MD RAID does not propagate BLK_FEAT_PCI_P2PDMA from member devices to
the RAID device, preventing peer-to-peer DMA through the RAID layer even
when all underlying devices support it.
Enable BLK_FEAT_PCI_P2PDMA unconditionally in raid0, raid1 and raid10
personalities during queue limits setup. blk_stack_limits() clears it
automatically if any member device lacks support, consistent with how
BLK_FEAT_NOWAIT and BLK_FEAT_POLL are handled in the block core.

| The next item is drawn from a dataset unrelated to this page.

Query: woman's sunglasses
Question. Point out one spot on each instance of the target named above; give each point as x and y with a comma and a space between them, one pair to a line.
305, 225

Parity RAID personalities (raid4/5/6) are excluded because they require
CPU access to data pages for parity computation, which is incompatible
with P2P mappings.
Tested with RAID0/1/10 arrays containing multiple NVMe devices with
P2PDMA support, confirming that peer-to-peer transfers work correctly
through the RAID layer.
Tested-by: Pranjal Shrivastava <praan@google.com>
Reviewed-by: Christoph Hellwig <hch@lst.de>
Reviewed-by: Sagi Grimberg <sagi@grimberg.me>
Reviewed-by: Xiao Ni <xni@redhat.com>
Signed-off-by: Kiran Kumar Modukuri <kmodukuri@nvidia.com>
Signed-off-by: Chaitanya Kulkarni <kch@nvidia.com>
Reviewed-by: Yu Kuai <yukuai@fygo.io>
Tested=by: Pranjal Shrivastava <praan@google.com>
Link: https://patch.msgid.link/20260513185153.95552-3-kch@nvidia.com
Signed-off-by: Jens Axboe <axboe@kernel.dk>
lim.io_opt = lim.io_min * mddev->raid_disks;
lim.chunk_sectors = mddev->chunk_sectors;
lim.features |= BLK_FEAT_ATOMIC_WRITES;
+ lim.features |= BLK_FEAT_PCI_P2PDMA;
err = mddev_stack_rdev_limits(mddev, &lim, MDDEV_STACK_INTEGRITY);
if (err)
return err;
lim.max_hw_wzeroes_unmap_sectors = 0;
lim.logical_block_size = mddev->logical_block_size;
lim.features |= BLK_FEAT_ATOMIC_WRITES;
+ lim.features |= BLK_FEAT_PCI_P2PDMA;
err = mddev_stack_rdev_limits(mddev, &lim, MDDEV_STACK_INTEGRITY);
if (err)
return err;
lim.chunk_sectors = mddev->chunk_sectors;
lim.io_opt = lim.io_min * raid10_nr_stripes(conf);
lim.features |= BLK_FEAT_ATOMIC_WRITES;
+ lim.features |= BLK_FEAT_PCI_P2PDMA;
err = mddev_stack_rdev_limits(mddev, &lim, MDDEV_STACK_INTEGRITY);
if (err)
return err;